Wangze Xu1, Yifan Zhan1,2, Zhihang Zhong1,Xiao Sun1
1Shanghai Artificial Intelligence Laboratory, 2The University of Tokyo
SeqAvatar is a human avatar method based on sequential motion context. Details are described in our paper.
📍 If there are any bugs in our code, please feel free to raise your issues.
⭐️ Update:
- [2025/10/11] Results, including optimized models and rendered images, are now available at this link.
# clone this repository
git clone https://github.com/zezeaaa/SeqAvatar.git --recursive
# create environment
conda env create -f environment.yaml
conda activate seqavatar1.Download SMPLIFY_CODE_V2.ZIP from SMPLify website. We use smplify_public/code/models/basicModel_neutral_lbs_10_207_0_v1.0.0.pkl inside for neutral gender.
2.Follow this page to remove Chumpy objects from the SMPL model.
3.Copy and rename the modified pkl file to ./smpl_model/models/SMPL_NEUTRAL.pkl
1.Download models_smplx_v1_1.zip from SMPLX website.
2.Copy SMPLX_NEUTRAL.pkl, SMPLX_FEMALE.pkl, and SMPLX_MALE.pkl.pkl to ./smpl_model/models/
The folder structure should look like
./
├── ...
└── smpl_model/
├── models/
├── SMPL_NEUTRAL.pkl
├── SMPLX_NEUTRAL.pkl
├── SMPLX_FEMALE.pkl
└── SMPLX_MALE.pkl.pkl
├── smpl/
└── smplx/
Download the dataset in data/ folder from this link. Extract the data to path/to/I3D-Human/.

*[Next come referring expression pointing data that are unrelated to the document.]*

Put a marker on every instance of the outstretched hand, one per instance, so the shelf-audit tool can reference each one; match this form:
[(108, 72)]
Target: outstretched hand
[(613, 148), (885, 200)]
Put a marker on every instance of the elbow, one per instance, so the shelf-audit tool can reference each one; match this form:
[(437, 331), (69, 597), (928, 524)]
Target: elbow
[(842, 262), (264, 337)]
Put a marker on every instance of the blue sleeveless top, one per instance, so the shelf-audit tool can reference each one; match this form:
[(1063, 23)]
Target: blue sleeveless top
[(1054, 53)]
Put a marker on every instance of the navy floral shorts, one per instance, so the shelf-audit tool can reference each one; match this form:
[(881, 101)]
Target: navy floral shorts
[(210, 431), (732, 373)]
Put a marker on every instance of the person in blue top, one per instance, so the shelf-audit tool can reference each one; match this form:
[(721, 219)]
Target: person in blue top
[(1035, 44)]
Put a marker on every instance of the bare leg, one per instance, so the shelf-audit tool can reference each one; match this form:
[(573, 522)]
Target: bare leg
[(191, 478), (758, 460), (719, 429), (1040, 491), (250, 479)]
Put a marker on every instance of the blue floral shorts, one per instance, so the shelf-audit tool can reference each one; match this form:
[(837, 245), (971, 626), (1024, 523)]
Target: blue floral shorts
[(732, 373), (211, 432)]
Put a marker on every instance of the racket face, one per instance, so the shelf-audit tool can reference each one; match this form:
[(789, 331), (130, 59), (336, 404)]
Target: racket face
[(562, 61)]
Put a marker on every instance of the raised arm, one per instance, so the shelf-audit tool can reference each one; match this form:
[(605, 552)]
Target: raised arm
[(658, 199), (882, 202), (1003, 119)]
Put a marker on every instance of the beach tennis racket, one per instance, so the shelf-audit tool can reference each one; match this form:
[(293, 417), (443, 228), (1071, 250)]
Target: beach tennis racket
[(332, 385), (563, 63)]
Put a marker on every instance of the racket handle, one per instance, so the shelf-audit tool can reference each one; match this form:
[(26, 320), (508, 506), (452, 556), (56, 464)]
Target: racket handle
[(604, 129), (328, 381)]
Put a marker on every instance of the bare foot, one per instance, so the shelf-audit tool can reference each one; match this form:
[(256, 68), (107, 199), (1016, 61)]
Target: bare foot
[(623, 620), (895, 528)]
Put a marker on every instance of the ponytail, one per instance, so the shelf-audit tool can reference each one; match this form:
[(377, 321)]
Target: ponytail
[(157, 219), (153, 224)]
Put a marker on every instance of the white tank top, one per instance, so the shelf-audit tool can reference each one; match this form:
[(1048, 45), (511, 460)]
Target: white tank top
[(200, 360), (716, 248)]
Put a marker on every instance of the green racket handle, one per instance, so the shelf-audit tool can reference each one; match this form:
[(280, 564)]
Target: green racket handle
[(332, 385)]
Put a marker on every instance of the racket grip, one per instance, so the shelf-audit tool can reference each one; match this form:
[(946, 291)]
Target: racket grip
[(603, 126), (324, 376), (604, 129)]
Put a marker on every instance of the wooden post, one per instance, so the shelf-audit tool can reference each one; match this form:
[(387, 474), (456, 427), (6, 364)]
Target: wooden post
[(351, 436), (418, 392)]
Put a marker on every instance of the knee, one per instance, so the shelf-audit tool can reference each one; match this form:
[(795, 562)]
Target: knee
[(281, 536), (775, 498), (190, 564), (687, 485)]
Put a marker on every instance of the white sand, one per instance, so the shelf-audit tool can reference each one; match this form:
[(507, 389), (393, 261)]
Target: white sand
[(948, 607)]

The folder structure should look like
<path/to/I3D-Human/>
├── ID1_1-novelpose/
├── images/
├── masks/
├── ...
├── ID1_1-novelview/
├── ID1_1-train/
├── ID1_2-novelpose/
├── ID1_2-novelview/
├── ID1_2-train/
├── ...
Apply and download the dataset from DNA-Rendering website. Extract the data to path/to/DNA-Rendering/. We use 6 sequences for our experiments: 0007_04, 0019_10, 0044_11, 0051_09, 0206_04, and 0813_05. Extract the data to path/to/DNA-Rendering/.

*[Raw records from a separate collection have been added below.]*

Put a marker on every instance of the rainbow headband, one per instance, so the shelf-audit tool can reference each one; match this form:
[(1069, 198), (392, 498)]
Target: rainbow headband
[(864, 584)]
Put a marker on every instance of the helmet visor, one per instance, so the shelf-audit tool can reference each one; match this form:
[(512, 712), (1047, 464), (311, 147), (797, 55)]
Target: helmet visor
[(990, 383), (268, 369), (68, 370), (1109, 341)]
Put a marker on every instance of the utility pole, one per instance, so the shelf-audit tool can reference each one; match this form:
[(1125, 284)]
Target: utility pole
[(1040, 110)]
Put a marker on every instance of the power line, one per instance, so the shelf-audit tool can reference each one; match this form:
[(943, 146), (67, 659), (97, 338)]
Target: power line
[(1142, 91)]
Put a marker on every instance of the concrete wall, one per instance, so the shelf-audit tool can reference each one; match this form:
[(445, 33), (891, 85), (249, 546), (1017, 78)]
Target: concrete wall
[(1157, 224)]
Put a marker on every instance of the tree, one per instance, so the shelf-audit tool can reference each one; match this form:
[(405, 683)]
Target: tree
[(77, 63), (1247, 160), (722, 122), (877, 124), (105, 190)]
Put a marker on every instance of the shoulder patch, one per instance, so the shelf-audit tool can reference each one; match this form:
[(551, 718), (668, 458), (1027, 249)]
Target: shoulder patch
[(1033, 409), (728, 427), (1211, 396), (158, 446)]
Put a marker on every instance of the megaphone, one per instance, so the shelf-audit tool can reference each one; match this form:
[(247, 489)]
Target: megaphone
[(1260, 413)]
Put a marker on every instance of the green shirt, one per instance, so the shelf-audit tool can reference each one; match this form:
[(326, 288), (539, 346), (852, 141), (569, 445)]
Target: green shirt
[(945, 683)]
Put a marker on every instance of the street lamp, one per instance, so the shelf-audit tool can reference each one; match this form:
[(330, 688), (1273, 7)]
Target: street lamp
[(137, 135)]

The folder structure should look like
<path/to/DNA-Rendering/>
├── 0007_04/
├── 0007_04.smc
└── 0007_04_annots.smc
├── 0019_10/
├── ...
Then run the following script to extract necessary data for experiments.
python process_dnarendering.py --dna_root path/to/DNA-Rendering/ --output_root path/to/DNA-Rendering/ After processing, the folder structure should look like
path/to/DNA-Rendering/
├── 0007_04/
├── bkgd_masks/
├── cameras/
├── images/
├── model/
├── 0007_04.smc
└── 0007_04_annots.smc
├── 0019_10/
├── ...
Download the dataset from this link. We use 6 sequences for our experiments:
CoreView_377, CoreView_386, CoreView_387, CoreView_392, CoreView_393, and CoreView_394.
Extract the dataset to <path/to/ZJU-MoCap/>, the folder structure should look like
<path/to/ZJU-MoCap/>
├── CoreView_377/
├── Camera_B1/
├── Camera_B2/
└── ...
├── CoreView_386/
├── CoreView_387/
├── ...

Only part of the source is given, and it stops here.